White Hat Takes Control of Smart California License Plates with New Hack

Mere months after California legalized customizable, 5G-powered smart license plates, a hacker has found ways to take control of them and cause all sorts of mischief - in the name of science.

White hat hacker Sam Curry reveals in a blog post how he and his nerdy pals got full access to every account on the network of Reviver - the only company vetted by the state of California to sell the digital plates.

The battery-powered plates have 5G connectivity and allow users to customize the graphics and wording on the plates, including to report a stolen vehicle and display the sign STOLEN.

The device can also track a vehicle’s whereabouts to track mileage on zero-emission vehicles and apply for low-carbon fuel standard credits from the state.

While the invention sounds promising, the tables are turned when hackers apply their tricks to it.

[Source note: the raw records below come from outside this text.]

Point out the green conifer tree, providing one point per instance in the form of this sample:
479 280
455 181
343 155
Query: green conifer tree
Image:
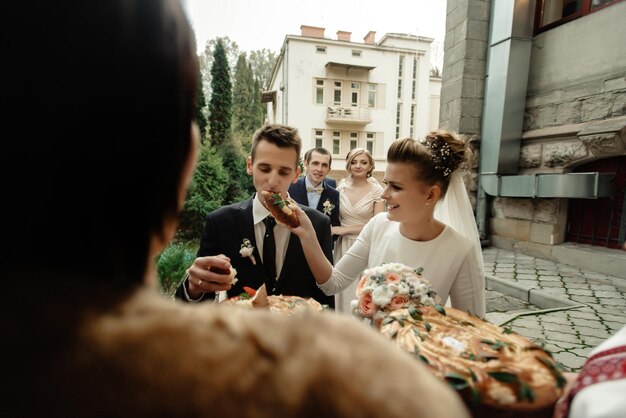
220 104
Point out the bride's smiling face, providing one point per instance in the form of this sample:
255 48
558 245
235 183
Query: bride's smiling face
408 199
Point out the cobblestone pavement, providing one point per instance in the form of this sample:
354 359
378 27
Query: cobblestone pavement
593 308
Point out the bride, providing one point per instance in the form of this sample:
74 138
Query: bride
419 175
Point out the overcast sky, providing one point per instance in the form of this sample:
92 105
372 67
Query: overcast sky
257 24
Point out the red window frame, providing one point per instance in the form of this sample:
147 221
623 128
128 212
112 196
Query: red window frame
584 9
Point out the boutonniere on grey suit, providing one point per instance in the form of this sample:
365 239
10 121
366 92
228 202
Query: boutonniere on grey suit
328 207
247 249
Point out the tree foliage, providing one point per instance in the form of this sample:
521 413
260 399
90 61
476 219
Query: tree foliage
234 161
205 193
206 60
200 108
247 112
262 62
220 104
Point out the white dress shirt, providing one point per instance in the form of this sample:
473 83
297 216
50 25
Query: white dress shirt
281 237
281 233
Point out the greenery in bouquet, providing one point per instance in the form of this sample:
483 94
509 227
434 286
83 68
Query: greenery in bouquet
389 287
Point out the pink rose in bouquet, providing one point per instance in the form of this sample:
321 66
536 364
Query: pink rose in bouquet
389 287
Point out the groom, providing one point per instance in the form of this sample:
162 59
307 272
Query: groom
273 165
312 189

With remote access to the plates, Curry and his hacking crew were able to:

• Track the physical GPS location and manage the license plates for all Reviver customers (e.g. changing the slogan at the bottom of the license plate to arbitrary text)
  
• Change any vehicle status to “STOLEN,” which updates the license plate and informs authorities
  
• Access all user records, including which vehicles people owned, their physical address, phone number, and email address
  
• Access the fleet management functionality for any company, and locate and manage all vehicles in a fleet

Curry reached out to Reviver with his findings before publishing the research. The vendor quickly applied patches, telling Motherboard:

“Our investigation confirmed that this potential vulnerability has not been misused. Customer information has not been affected, and there is no evidence of ongoing risk related to this report. As part of our commitment to data security and privacy, we also used this opportunity to identify and implement additional safeguards to supplement our existing, significant protections.”

In light of this development, Reviver said cybersecurity remains a central aspect of its mission to modernize the driving experience, pledging to work with experts to better secure its products.